Same, thank you for joining us.
Q: If we assess art – and creative expression as a whole – particularly within the current climate, would you assume it becomes more or less essential?
This is a complex and controversial question that has no simple straight forward answer, what is meant by this is that it is unfair to present a case of whether art is essential in a society that barely has enough resources for basic human needs. However, in societies where all these basic needs are met, including the care for artists, art and art institutions, there is a wholistic sense of progression for the greater good of a society and by extension a humanity.
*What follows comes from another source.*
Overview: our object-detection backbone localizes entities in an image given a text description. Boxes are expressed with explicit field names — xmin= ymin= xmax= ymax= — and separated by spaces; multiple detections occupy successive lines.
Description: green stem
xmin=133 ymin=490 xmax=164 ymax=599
Creative expression whether it is in the form of making or listening to music, preparing a dish, painting a picture, all these activities, however miniscule, are essential to human existence and having a sense of purpose.
Q: To expand on this, if we reference Maslow’s Hierarchy of Needs, while self-actualisation (which includes creative activities) appears on the pyramid, it features on the last tier. This is in direct opposition to physiological (food, water, etc.) and safety needs (security). Are you of the belief that all five tiers only work successfully as a collective, or is there ever a time when the lower tiers can be discarded? (We accept the contentious nature of the question, given whom we are addressing.)
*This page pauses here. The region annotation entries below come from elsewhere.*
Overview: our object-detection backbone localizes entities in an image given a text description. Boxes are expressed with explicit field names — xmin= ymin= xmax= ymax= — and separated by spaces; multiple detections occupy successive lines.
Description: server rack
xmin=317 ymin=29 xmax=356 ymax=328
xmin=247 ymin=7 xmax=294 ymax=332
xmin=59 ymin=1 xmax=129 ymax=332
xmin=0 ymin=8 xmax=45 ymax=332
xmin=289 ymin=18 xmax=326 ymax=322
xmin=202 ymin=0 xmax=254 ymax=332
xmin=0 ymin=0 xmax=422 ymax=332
Q: With physical access currently an issue, what is the Standard Bank Gallery doing to facilitate continued appreciation of the art it curates and exhibits and are these accessible to a wide cross-section of people?
The Virtual gallery has been an existing part of the Standard Bank Arts portfolio strategy in keeping in par with trends and developments happening in the sector. The virtual gallery concept was initially launched with the David Koloane exhibition with the aim of extending the exhibition to audiences that may not have the opportunity to see it in person. But it was also envisioned as an archival and cataloguing method that could live on line long after the exhibition has closed. The virtual gallery is thus available to anyone who has internet access on their desk top and mobile device.
Q: Presumably, these require fairly high volumes of data – how do you cater to those with data challenges?
This is as complex and complicated as asking whether data should be considered a basic need as it also allows the basic right of access to information, and not just art platforms. While data is a concern it would mean engaging a service provider to partner in making this available, however this is worth exploring as it has been implemented in other successful examples within the business. With that said it would be worth also looking at how many users are on social media platforms such as Facebook, Twitter and Instagram using data.
Q: What are your plans for future collaborations between art and jazz? How will these differ from what you have produced before?
While the Arts sponsorship portfolio embraces collaborations and interdisciplinary approaches it is important to take que of how different artistic genres intersect with the guidance of what artists are creating themselves. The current moment is certainly a potentially rich instance that offers an opportunity to explore what these future collaborative initiatives could look like.
Q: Do you prefer to work in isolation for a project’s entirety (only inviting participation when necessary), to ensure full control of your vision, or are those with whom you enjoy working part of your creative process from the beginning?
This depends on the nature of the project. Some projects require participation other’s don’t, if anything consultation is always an advantage.